Understanding the Gap Between Notary Fees and Signing Agent Fees
The statutory notary fee caps shown in this calculator apply exclusively to the per-act fee for performing a specific notarial act — an acknowledgment, a jurat, a certified copy. These caps are set by state law to protect the public from being overcharged for official government-commissioned acts. They have absolutely no bearing on the signing agent appointment fee, which is the commercial rate charged for conducting the complete loan closing appointment.
To illustrate the distinction concretely: California's $15-per-signature notarial fee cap means a California notary cannot charge more than $15 per signature they notarize. A refinance closing might involve 4 notarial acts — the maximum statutory notary fee component would be $60. But the signing agent appointment fee for that same refinance — the $150 to $185 charged for driving to the borrower's home, conducting the 75-minute appointment, and returning the completed package same-day — is an entirely separate commercial arrangement not regulated by the $15 cap. Title companies and signing services pay the appointment fee; the per-act statutory fee is a separate and much smaller component that most signing agents don't even bill separately.

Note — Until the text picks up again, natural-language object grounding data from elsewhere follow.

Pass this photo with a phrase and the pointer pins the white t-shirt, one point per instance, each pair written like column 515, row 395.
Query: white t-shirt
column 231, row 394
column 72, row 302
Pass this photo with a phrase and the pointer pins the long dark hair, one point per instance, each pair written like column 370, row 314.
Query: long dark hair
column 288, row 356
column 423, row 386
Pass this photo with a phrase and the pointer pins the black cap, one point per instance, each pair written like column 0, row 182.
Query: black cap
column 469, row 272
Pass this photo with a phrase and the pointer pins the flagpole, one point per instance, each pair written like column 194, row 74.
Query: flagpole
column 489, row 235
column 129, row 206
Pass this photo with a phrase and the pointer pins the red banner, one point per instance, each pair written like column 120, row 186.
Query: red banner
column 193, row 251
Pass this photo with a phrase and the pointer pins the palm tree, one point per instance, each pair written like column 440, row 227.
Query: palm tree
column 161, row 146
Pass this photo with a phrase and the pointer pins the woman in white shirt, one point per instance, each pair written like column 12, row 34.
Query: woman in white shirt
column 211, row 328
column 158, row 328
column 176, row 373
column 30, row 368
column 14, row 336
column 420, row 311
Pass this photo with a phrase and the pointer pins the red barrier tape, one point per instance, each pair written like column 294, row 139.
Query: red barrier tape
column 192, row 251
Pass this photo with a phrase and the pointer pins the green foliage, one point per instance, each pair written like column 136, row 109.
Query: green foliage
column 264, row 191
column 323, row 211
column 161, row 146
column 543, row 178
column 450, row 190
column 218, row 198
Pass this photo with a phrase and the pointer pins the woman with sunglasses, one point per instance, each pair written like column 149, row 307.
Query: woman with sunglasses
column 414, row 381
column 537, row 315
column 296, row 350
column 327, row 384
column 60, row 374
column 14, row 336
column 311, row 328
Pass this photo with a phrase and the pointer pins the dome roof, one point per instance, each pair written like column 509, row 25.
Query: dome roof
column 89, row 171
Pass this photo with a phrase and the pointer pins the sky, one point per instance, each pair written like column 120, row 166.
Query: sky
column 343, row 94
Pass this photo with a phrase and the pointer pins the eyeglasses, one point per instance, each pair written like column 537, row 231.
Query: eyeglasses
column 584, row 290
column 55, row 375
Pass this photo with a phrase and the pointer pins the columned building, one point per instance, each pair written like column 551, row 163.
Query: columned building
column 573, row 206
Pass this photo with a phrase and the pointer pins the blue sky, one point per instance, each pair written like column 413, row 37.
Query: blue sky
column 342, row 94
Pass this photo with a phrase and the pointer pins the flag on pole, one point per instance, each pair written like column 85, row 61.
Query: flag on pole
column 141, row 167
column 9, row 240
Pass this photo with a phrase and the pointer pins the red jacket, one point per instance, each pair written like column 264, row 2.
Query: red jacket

The common confusion: signing agents who don't understand this distinction sometimes believe state fee caps limit what they can charge for appointments. They don't. The fee caps limit only the statutory notarial act fees — which, in the context of a commercial signing agent practice, are a minor component of total compensation.
When Notary Fee Caps Matter in Practice
The per-act caps matter in two scenarios for professional signing agents: when you perform standalone notarizations (a neighbor needs a document notarized, not a loan signing), and when a borrower or title company separately itemizes the notary fee component of a closing. In these situations, you cannot exceed the statutory cap for the notarial act itself, regardless of what you charge for the broader signing service. The Package Calculator above helps you compute the maximum allowable notary fees for any combination of acts in a given state.
Related Resources
One common misunderstanding among new signing agents: state notary fee caps limit only the per-act fee for the notarial act itself — not the signing agent appointment fee. California's $15 per signature cap means a California notary cannot charge more than $15 to perform an acknowledgment on a specific signature. It does not mean a California signing agent can only charge $15 for a loan signing appointment. The signing agent appointment fee is a commercial arrangement for professional services — conducting the closing, reviewing documents, shipping the return package — not a notarial fee. Title companies and signing services understand this distinction; agents who don't may be significantly underpricing their services based on a misreading of state fee cap law. A California signing agent conducting a refinance can charge $150–$185 for the appointment while the notarial fee component of that total is technically capped at $15 per notarized signature.
Use the Package Calculator above to see the maximum allowable notarial fee for any combination of acts in your state. This is the ceiling on the notarial act fee — your appointment fee is separate and is governed by your rate sheet and market negotiation, not by state notary fee cap law.